Hunters and gatherers, for example.
Some products are produced by physical labor of people, and some products are made by machines/robots.
Products are not created by humans.
It is produced by machines/robots, for example.
People themselves do not work at all, since everything is completely automated.
There is no barrier between a person and a manufactured product, and any person, without exception, can receive it.
Example: You enter a “store”, take the product you need and leave the store with it. No money or other restrictions between you and the product on the “shelf” of the store.
The manufactured products necessary for a healthy life are available to all people without exception (there is no barrier between a person and such products), and all other manufactured goods are available only to working people (there is a barrier between a person and a product, without which one can live a healthy life).*, **
There is a barrier between a person and manufactured products, which can be a pass, money, etc.
If you come to the store, take the product you need there and go out with it into the street without giving money to the cashier, then you will be considered a thief with all the ensuing consequences.
* Some vital products, logically, may include: clean water; food containing all vitamins and minerals necessary for a healthy body; minimal housing (1-room apartment or a small land with a small house) with all modern conveniences; access to knowledge and education; access to public transport; access to medicine and treatment.
** Some individual people might say that vital products are given only to workers, and personal cars, multi-room apartments, special types of food, etc. given only to those who do not work… Even though such a very strange idea of distributing food among the population is theoretically possible, it does not have common sense and is not logical.
Before I go into more detail about the average, balanced, and what I believe to be the correct way of organizing society, I would like to take a moment to explain why I think that the most extreme ways of organizing society are wrong and will lead to suffering.
First red row:
The extreme, where each individual person decides by himself how to produce products, brings up two pictures.
One picture is some primitive society that does not have technology, where each person tries to get food for himself as best he can. There is no mutual help between people, and the knowledge acquired by one person will disappear after his death instead of being preserved and serving as a lesson to other generations. As a result, many people in this very extreme way of organizing society will suffer, making mistakes because of their ignorance.
Another picture is the same fragmented society as in the previous example, but here people have technology. Because each individual person does what he wants in the absence of a general order and general rules of behavior, conflicts between people are inevitable in such chaos.
As for the other extreme, I hope you yourself perfectly understand why the total slavery of society is a mistake. By the way, if we move by one or two steps on the scale towards the golden mean, then we will receive serfdom and slave-owning societies that we had in our history.
Second green row:
When all products are made exclusively by people, people have to work very hard. There can be diseases, psychological depression, and high mortality. On the bright side, it can be noted that people are in nature, which is the focus of their attention – people cultivate their spirituality, observing how the world around them works.

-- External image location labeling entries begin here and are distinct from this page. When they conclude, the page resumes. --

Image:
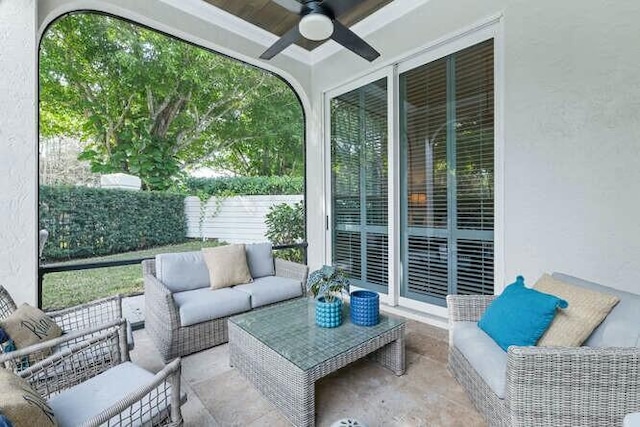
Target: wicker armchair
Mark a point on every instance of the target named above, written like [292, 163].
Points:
[109, 391]
[162, 319]
[75, 322]
[549, 386]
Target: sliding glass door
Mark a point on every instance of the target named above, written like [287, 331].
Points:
[359, 195]
[446, 111]
[415, 208]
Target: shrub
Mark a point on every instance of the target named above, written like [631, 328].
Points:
[285, 225]
[86, 222]
[245, 186]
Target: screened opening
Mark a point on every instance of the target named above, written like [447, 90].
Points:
[150, 144]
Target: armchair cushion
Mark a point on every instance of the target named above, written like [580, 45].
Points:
[182, 271]
[520, 315]
[621, 327]
[29, 325]
[22, 405]
[86, 400]
[271, 289]
[201, 305]
[483, 354]
[227, 265]
[587, 309]
[260, 259]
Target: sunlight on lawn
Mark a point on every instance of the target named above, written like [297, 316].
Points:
[70, 288]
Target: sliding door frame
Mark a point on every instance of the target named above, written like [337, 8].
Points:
[385, 73]
[491, 28]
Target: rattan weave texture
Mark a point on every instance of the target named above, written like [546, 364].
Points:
[156, 403]
[162, 320]
[258, 348]
[550, 386]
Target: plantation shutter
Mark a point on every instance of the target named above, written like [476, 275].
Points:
[359, 184]
[447, 143]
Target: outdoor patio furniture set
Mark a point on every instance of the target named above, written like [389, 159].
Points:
[271, 329]
[76, 371]
[184, 315]
[595, 384]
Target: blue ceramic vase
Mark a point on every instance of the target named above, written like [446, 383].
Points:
[328, 314]
[364, 308]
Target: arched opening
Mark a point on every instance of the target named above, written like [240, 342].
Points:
[200, 134]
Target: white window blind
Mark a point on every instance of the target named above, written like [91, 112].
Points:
[447, 146]
[359, 184]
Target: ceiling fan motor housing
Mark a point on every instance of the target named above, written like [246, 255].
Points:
[316, 23]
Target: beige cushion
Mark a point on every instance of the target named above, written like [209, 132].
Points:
[21, 404]
[227, 266]
[573, 325]
[28, 325]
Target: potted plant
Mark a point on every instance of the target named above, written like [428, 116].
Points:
[327, 285]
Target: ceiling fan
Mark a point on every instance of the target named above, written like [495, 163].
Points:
[318, 22]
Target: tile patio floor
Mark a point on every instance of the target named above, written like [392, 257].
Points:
[426, 395]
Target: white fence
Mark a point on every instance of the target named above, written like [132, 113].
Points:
[238, 219]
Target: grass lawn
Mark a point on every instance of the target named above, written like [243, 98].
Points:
[60, 290]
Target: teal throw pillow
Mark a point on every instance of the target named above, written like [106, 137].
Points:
[520, 315]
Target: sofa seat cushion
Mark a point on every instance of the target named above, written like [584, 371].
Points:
[621, 327]
[182, 271]
[271, 289]
[79, 403]
[486, 357]
[201, 305]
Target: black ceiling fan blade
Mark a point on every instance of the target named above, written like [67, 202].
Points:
[290, 5]
[283, 42]
[338, 7]
[353, 42]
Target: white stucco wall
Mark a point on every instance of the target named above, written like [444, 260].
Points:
[571, 122]
[18, 149]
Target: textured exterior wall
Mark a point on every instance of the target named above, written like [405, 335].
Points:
[239, 219]
[18, 149]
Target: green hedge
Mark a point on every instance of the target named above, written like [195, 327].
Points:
[86, 222]
[245, 186]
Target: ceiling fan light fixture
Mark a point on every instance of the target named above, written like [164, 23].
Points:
[316, 26]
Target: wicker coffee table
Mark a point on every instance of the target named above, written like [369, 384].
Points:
[283, 353]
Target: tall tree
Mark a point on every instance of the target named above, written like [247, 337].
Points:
[151, 105]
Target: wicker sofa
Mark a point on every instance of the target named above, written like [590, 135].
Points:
[593, 385]
[183, 315]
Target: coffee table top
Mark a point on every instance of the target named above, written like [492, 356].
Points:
[289, 329]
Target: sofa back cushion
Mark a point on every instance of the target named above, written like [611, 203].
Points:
[227, 265]
[183, 271]
[260, 259]
[620, 328]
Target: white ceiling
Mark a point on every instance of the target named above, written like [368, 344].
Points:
[221, 18]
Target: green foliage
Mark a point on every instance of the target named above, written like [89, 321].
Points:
[151, 105]
[68, 288]
[328, 283]
[285, 225]
[245, 185]
[86, 222]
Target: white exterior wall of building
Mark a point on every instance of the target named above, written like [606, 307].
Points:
[18, 150]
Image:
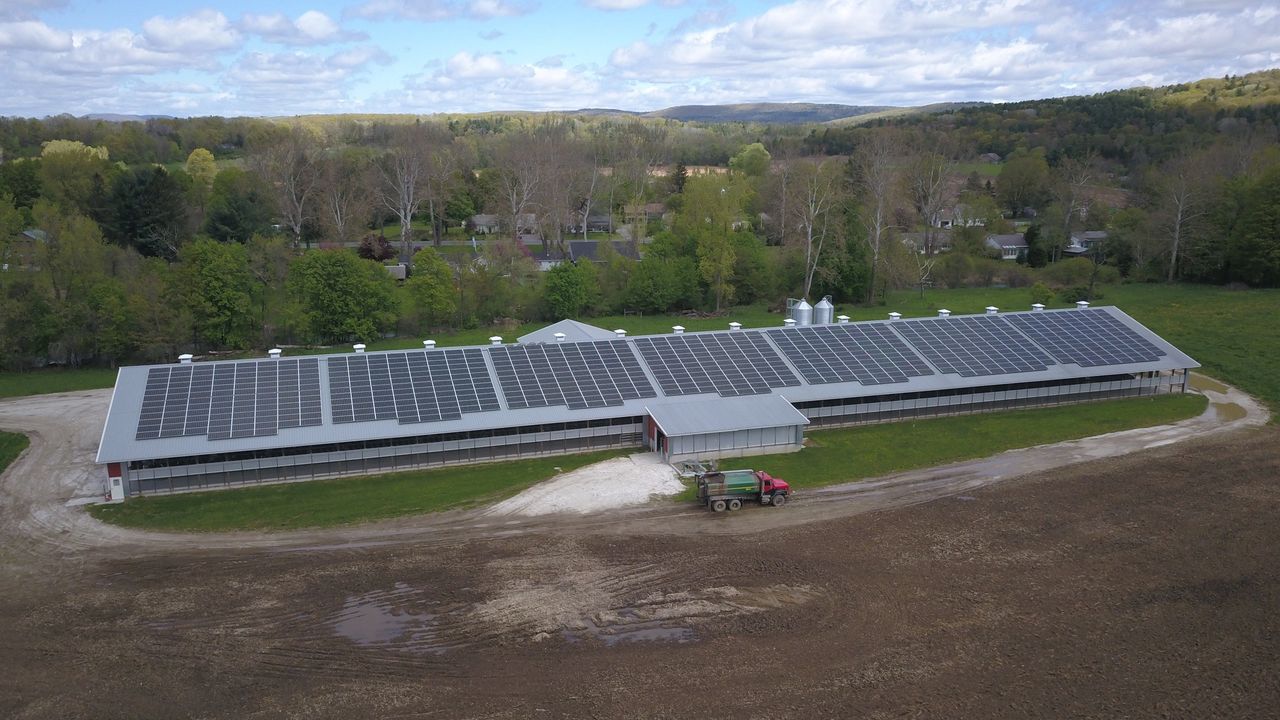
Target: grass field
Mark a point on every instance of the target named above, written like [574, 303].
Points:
[320, 504]
[40, 382]
[10, 447]
[853, 454]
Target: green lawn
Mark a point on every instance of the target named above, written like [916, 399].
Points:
[868, 451]
[40, 382]
[10, 447]
[319, 504]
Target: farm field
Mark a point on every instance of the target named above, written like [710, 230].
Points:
[1157, 572]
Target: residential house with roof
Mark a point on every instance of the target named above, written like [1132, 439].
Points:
[1011, 246]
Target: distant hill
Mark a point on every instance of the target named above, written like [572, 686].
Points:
[117, 118]
[764, 113]
[1232, 91]
[903, 112]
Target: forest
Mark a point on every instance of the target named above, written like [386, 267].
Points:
[135, 241]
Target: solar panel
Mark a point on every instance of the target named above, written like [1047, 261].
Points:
[867, 352]
[410, 387]
[1088, 337]
[984, 345]
[576, 374]
[227, 400]
[732, 363]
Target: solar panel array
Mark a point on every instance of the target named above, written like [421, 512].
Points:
[577, 374]
[983, 345]
[867, 352]
[731, 364]
[256, 399]
[410, 387]
[231, 400]
[1086, 337]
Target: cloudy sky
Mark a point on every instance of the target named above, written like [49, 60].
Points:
[283, 58]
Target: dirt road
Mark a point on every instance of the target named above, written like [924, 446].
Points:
[1143, 584]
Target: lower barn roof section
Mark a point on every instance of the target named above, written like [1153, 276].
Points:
[119, 442]
[714, 414]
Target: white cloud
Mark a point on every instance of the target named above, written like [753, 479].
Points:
[615, 4]
[310, 28]
[467, 81]
[33, 35]
[438, 10]
[915, 51]
[199, 32]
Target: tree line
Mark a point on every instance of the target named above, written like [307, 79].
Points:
[264, 233]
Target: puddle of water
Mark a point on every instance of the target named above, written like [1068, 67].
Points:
[378, 619]
[1228, 411]
[1201, 382]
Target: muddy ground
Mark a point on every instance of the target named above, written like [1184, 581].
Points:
[1146, 586]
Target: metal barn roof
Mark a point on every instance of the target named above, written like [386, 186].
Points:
[574, 332]
[937, 361]
[714, 414]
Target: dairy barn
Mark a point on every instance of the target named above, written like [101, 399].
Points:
[574, 387]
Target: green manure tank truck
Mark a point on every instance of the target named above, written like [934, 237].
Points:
[728, 490]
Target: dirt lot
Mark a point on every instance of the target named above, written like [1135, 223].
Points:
[1141, 587]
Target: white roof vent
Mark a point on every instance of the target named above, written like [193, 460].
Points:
[803, 313]
[823, 311]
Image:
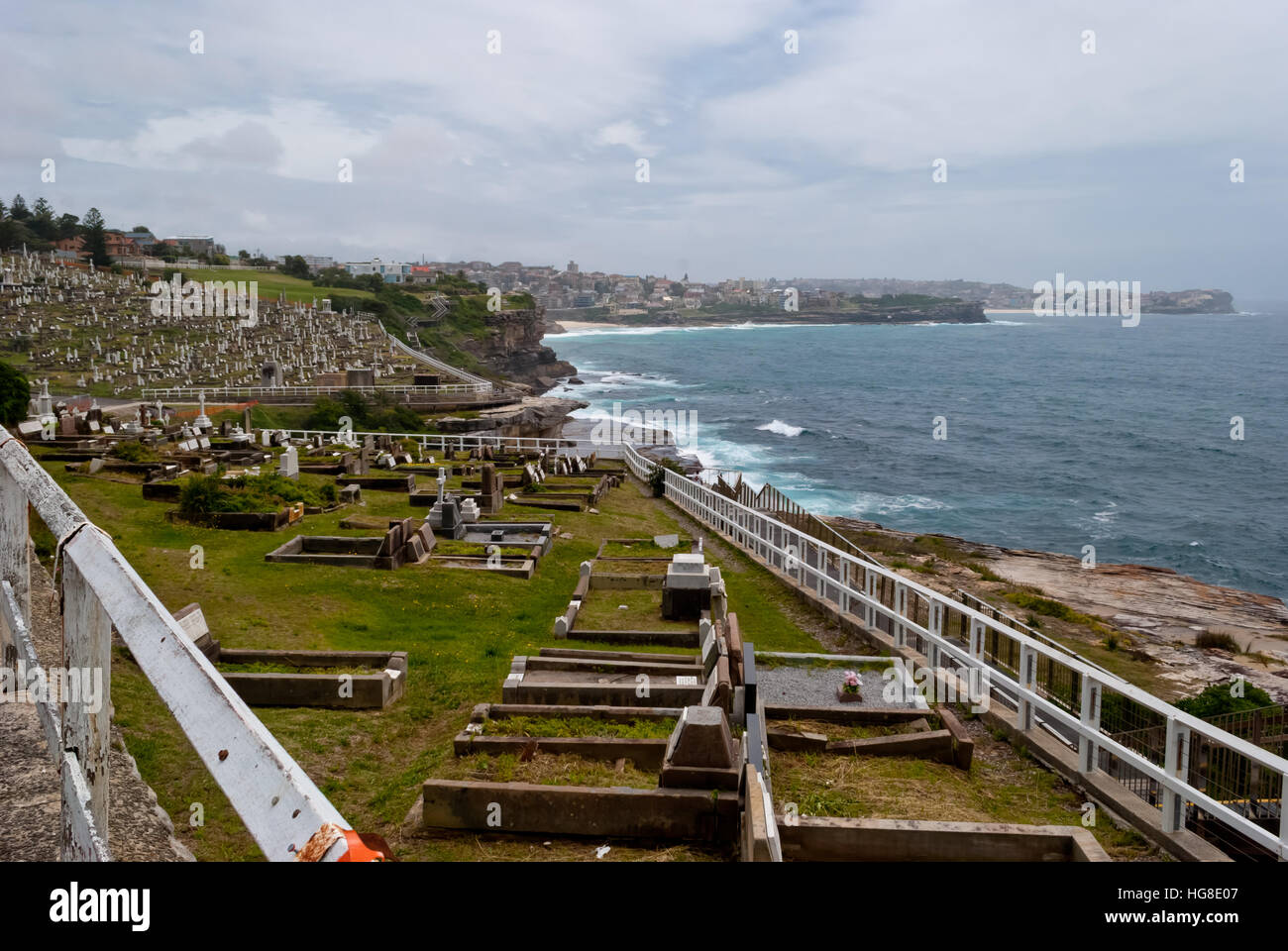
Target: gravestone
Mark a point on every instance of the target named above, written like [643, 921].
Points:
[288, 463]
[700, 740]
[687, 587]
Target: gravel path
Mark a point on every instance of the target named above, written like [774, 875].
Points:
[30, 799]
[804, 686]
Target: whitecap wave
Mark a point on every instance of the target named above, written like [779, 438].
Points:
[782, 428]
[877, 504]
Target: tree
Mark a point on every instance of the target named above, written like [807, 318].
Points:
[68, 226]
[14, 396]
[295, 265]
[43, 221]
[95, 239]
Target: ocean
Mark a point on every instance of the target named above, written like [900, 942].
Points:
[1061, 432]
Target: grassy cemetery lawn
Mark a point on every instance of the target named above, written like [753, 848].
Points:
[601, 609]
[460, 629]
[1003, 785]
[271, 283]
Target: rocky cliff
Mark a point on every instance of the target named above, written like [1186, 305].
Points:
[511, 348]
[1188, 302]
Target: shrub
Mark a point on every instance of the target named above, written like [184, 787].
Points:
[133, 451]
[14, 396]
[1219, 698]
[1220, 641]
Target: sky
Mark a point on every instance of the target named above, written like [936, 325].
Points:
[516, 132]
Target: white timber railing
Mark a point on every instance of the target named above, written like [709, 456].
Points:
[850, 583]
[407, 350]
[443, 442]
[275, 800]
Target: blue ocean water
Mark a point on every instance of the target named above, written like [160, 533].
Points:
[1061, 432]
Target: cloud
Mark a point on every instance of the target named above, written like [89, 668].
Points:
[761, 161]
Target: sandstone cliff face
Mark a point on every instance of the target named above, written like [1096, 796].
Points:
[541, 416]
[1160, 609]
[513, 348]
[1188, 302]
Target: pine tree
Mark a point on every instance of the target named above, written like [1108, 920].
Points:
[95, 239]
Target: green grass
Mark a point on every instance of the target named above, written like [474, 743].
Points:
[600, 609]
[460, 630]
[579, 726]
[1001, 787]
[271, 283]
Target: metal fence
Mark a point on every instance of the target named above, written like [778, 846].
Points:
[277, 801]
[1236, 799]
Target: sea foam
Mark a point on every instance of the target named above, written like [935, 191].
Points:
[782, 428]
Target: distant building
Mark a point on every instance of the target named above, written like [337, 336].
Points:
[314, 262]
[197, 244]
[119, 245]
[73, 245]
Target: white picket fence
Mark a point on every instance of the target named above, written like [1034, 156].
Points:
[191, 394]
[850, 583]
[277, 801]
[442, 442]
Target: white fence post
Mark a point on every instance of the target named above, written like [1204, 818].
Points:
[14, 565]
[935, 625]
[901, 608]
[1176, 762]
[1089, 714]
[85, 711]
[1026, 680]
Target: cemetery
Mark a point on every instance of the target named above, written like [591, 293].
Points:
[339, 680]
[642, 715]
[101, 333]
[610, 742]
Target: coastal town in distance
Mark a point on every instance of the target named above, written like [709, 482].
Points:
[488, 463]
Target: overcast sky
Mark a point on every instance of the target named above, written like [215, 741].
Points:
[1113, 165]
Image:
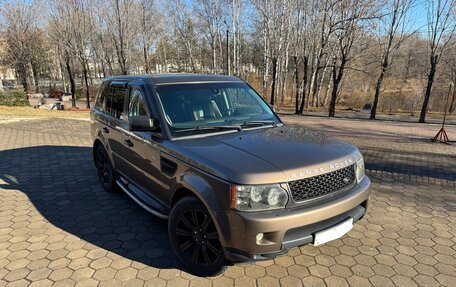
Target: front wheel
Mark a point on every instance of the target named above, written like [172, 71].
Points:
[194, 238]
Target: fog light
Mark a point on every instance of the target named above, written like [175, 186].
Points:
[259, 237]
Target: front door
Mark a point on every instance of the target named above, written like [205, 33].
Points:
[144, 156]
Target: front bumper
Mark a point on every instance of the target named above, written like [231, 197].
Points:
[287, 228]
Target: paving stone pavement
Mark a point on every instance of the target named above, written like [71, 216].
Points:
[59, 228]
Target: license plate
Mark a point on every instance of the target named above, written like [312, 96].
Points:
[333, 233]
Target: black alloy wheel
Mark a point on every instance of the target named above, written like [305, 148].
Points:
[195, 239]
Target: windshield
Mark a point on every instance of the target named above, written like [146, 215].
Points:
[212, 107]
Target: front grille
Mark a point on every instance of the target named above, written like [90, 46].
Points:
[321, 185]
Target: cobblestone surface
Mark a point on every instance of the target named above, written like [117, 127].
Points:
[59, 228]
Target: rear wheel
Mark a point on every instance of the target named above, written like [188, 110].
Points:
[105, 170]
[194, 238]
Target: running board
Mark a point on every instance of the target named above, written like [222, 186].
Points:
[140, 202]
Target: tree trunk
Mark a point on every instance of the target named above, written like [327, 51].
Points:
[274, 80]
[146, 60]
[453, 101]
[427, 95]
[86, 82]
[337, 78]
[296, 85]
[304, 84]
[71, 78]
[35, 76]
[377, 91]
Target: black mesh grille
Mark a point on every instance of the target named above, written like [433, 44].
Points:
[321, 185]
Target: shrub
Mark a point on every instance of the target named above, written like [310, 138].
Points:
[14, 98]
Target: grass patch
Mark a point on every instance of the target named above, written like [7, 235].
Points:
[7, 112]
[14, 98]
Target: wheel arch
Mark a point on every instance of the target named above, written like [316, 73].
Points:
[194, 185]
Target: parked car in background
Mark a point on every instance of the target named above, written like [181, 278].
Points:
[207, 153]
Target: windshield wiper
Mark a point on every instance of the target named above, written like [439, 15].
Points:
[248, 123]
[207, 128]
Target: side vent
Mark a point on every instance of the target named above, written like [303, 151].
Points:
[167, 167]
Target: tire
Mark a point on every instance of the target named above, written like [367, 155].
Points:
[105, 170]
[194, 238]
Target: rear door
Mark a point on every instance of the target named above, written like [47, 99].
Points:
[143, 158]
[114, 119]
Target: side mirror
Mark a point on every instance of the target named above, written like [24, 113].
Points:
[142, 124]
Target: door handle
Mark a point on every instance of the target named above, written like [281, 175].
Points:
[128, 142]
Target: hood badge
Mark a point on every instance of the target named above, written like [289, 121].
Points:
[322, 170]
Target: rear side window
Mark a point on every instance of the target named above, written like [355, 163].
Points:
[115, 101]
[104, 92]
[137, 105]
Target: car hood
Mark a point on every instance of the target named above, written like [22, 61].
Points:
[267, 155]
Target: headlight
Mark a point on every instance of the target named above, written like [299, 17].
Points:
[359, 170]
[258, 197]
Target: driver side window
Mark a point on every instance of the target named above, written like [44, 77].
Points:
[137, 105]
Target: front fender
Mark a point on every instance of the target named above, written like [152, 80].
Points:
[214, 194]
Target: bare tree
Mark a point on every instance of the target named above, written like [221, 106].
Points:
[350, 14]
[23, 39]
[70, 28]
[395, 24]
[441, 29]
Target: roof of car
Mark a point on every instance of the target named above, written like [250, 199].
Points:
[163, 79]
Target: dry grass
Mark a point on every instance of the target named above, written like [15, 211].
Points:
[7, 113]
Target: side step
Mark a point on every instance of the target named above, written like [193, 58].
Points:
[140, 198]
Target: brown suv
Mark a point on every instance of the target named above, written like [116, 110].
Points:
[207, 153]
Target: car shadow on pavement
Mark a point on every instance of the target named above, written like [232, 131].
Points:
[62, 183]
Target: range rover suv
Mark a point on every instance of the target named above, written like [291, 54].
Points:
[208, 154]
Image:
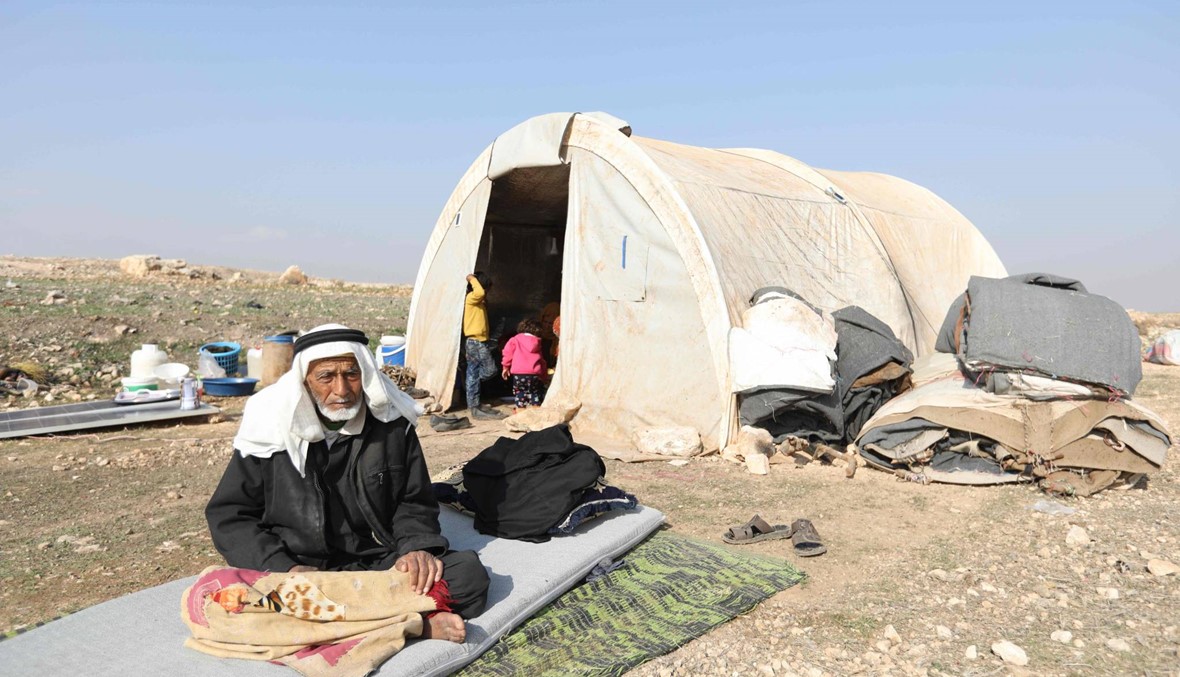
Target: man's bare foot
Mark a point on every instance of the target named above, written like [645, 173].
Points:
[445, 625]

As for the extreme, when all products are made exclusively by machines, robots, I remembered a saying about free cheese that exists only in a mousetrap. Since machines will do everything for a person, a certain number of people may lose the desire to learn and develop themselves, which will lead to a lot of mistakes and suffering; other people will also feel the consequences of the wrong decisions of people with little education. Then there is a negative thing in the fact that many people might focus their attention on the material world and they will not have time to develop their spirituality; as a result, people will have to stay for a life or two on the planet of the first category.